Hemos llegado al final del Adviento y ahora oficialmente estamos en la época de Navidad (así es: de acuerdo con el calendario cristiano ¡Navidad acaba de empezar!). ¡Nuestro Salvador ha nacido en Belén! ¡¿Qué gozo más grande que éste?!

Desde principios de diciembre muchos pasajes han demostrado ser significativos en mis tiempos devocionales, predicaciones y reflexiones. Sin embargo, hay una frase peculiar que sigue resonando en mi mente y corazón que al principio parece tener muy poco que ver con Adviento o con la historia de Navidad:

“¿Cómo podré estar seguro de esto?” (Lucas 1:18).

Tal vez un poco de contexto ayude.

Zacarías y Elisabet están más cerca del retiro de lo que les gustaría estar, y ellos se han rendido ante la esperanza de tener un bebé. A pesar de su inigualable integridad (v.6), ellos han permanecido excluidos, los comentarios de sus vecinos y de sus llamados amigos han hecho que incluso se pregunten si hay algo mal con ellos espiritualmente. Ellos han orado, llorado y confiado en el tiempo de Dios y otra vez solo para decepcionarse mes tras mes y año tras año. Servir a Dios todavía es su compromiso inquebrantable, pero solía ser su pasión y gozo.

¿Por qué para nosotros no, Señor? ¿Por qué para los demás sí?

Un sacerdote (esta vez, Zacarías) es elegido para entrar al templo interior y quemar incienso para el Señor. Los adoradores están afuera. Esto sucede cada año.

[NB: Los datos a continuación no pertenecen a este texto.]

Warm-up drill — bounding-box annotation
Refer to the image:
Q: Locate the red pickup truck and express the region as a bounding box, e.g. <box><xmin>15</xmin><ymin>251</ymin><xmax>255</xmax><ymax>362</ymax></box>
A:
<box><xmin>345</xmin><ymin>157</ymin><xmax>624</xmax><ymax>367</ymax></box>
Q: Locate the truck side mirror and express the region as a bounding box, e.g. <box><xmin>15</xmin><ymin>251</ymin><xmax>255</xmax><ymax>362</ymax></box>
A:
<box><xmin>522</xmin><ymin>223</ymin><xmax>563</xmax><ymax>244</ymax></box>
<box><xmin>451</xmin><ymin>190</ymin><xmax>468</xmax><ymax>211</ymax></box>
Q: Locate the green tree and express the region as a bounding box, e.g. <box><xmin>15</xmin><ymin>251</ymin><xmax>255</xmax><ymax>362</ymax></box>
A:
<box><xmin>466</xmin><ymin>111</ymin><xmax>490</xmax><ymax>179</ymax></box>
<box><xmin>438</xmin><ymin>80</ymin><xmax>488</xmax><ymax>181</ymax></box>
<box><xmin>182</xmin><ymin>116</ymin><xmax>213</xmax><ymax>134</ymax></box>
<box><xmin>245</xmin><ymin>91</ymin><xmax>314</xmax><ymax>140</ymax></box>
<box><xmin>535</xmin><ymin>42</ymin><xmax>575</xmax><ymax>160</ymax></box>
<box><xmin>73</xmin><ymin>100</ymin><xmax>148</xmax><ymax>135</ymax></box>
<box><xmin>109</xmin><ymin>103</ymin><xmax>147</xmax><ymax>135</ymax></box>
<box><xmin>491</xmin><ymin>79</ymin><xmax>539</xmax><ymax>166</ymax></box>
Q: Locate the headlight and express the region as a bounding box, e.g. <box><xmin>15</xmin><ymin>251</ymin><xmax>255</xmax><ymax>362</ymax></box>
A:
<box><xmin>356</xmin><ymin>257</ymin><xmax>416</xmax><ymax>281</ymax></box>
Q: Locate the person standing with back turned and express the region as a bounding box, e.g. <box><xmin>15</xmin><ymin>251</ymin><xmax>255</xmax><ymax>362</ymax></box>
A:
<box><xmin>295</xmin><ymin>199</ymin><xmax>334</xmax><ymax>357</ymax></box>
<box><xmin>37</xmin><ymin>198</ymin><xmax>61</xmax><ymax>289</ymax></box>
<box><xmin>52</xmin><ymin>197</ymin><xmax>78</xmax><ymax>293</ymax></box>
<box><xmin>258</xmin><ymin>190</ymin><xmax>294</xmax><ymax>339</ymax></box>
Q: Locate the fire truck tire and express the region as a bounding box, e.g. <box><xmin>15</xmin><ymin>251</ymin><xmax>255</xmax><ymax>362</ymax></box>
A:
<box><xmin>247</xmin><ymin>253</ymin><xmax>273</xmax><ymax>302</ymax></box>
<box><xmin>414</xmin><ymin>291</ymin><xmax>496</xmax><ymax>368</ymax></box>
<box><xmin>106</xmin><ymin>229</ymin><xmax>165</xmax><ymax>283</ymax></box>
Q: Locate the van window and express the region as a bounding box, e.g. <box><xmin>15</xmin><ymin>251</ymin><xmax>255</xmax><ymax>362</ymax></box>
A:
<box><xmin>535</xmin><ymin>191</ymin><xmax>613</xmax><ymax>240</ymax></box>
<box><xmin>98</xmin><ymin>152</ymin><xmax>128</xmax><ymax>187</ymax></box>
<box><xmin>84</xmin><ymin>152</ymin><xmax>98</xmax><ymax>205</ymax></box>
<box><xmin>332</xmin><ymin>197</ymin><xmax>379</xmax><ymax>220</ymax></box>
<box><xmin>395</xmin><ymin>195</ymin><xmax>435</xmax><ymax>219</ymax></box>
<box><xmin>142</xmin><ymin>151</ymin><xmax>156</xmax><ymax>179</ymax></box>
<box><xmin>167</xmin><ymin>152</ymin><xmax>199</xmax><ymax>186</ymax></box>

Excepto que este año el ritual no va según lo planeado. Un ángel aparece y casi le da un infarto al viejo Zacarías. Y su mensaje fue más asombroso que su apariencia: “No temas. Tu oración ha sido escuchada. Tendrás un hijo. Le pondrás por nombre Juan.”

Todos los contemporáneos de Zacarías ya eran abuelos, algunos eran bisabuelos. Ahora, ¡¿se supone que él crea que será papá por primera vez?! Es más de lo que cualquiera de nosotros pudiera haber manejado.

Y ahí es cuando escuchamos su jadeante y titubeante respuesta:

Cómo. Podre. Estar. Seguro. De. Esto.

No había nadie más íntegro en Israel que Zacarías. Nadie más tenía acceso a la misma presencia de Dios como él (este año, literalmente). Y por décadas nadie había tenido más fe que Zacarías. Y aún así la pregunta tartamudeó sobre sus labios en incredulidad. De verdad, es inquietante.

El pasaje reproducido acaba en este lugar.